Bekenntnisse eines Butenbrarupers (von H. Stäcker)

Von Hartmut Stäcker erreichte mich folgender Bericht über seine Erinnerungen an Süderbrarup. Die Fotos zu dem Artikel sind Ausschnitte aus alten Mehrfach-Ansichtskarten, was sich natürlich auf die Bildqualität auswirkt.
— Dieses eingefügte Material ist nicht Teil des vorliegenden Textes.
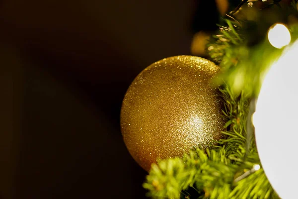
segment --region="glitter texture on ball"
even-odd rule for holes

Süderbrarup als Dienstleistungszentrum – Bekenntnisse eines Butenbrarupers

Dieser Blog weckt Erinnerungen, obwohl ich meine Kindheit im Nachbarort Boren eher als Trauma bezeichnen würde. Als ich zur weiterführenden Schule in Kappeln ging, hab ich meine Süderbraruper Kameraden beneidet, dass sie in diesem aufregenden Ort leben durften. Außerdem fand ich, dass die süßesten Mädchen in Klassen unter mir aus Süder kamen. Fuhr ich von Boren mit dem Fahrrad in den Ort, strich ich um die Geschäfte der Eltern dieser Mädchen, in der Hoffnung, eines von ihnen zu erblicken.

Was Dienstleistungen betraf, gab es für uns nur Süderbrarup. Mein Friseur über all die Jahre war Salon Carstensen am Ende der Großen Straße. Obwohl ich gern längere Haare gehabt hätte, ging ich gern dort hin. Es roch gut nach Birkenwasser, die Schermaschinen surrten in verschiedenen Tonlagen, und den Friseuren bei der Arbeit zuzusehen machte mir Spaß. Zwei Mark fünfzig kostete Mitte der Sechziger ein Kinderhaarschnitt. Außer diesem Geld gab mir mein Vater noch eine Mark für Hin- und Rückfahrt mit dem Bus. Meistens bin ich, um 50 Pf für mich behalten zu können, die fünf Kilometer zurück gelaufen.

shell Obwohl wir im benachbarten Kiesby eine „Bäckerei und Kolonialwarenhandlung“ hatten, kauften wir außer Milch und Brot dort wenig ein. Der Süderbraruper Kaufmann Goetze mit seinem Geschäft in der Mühlenstraße fuhr über Land, nahm Bestellungen auf und lieferte dann frei Haus. Ob aus Sparsamkeit oder Geiz, meine Eltern nutzten diese Einkaufsmöglichkeit.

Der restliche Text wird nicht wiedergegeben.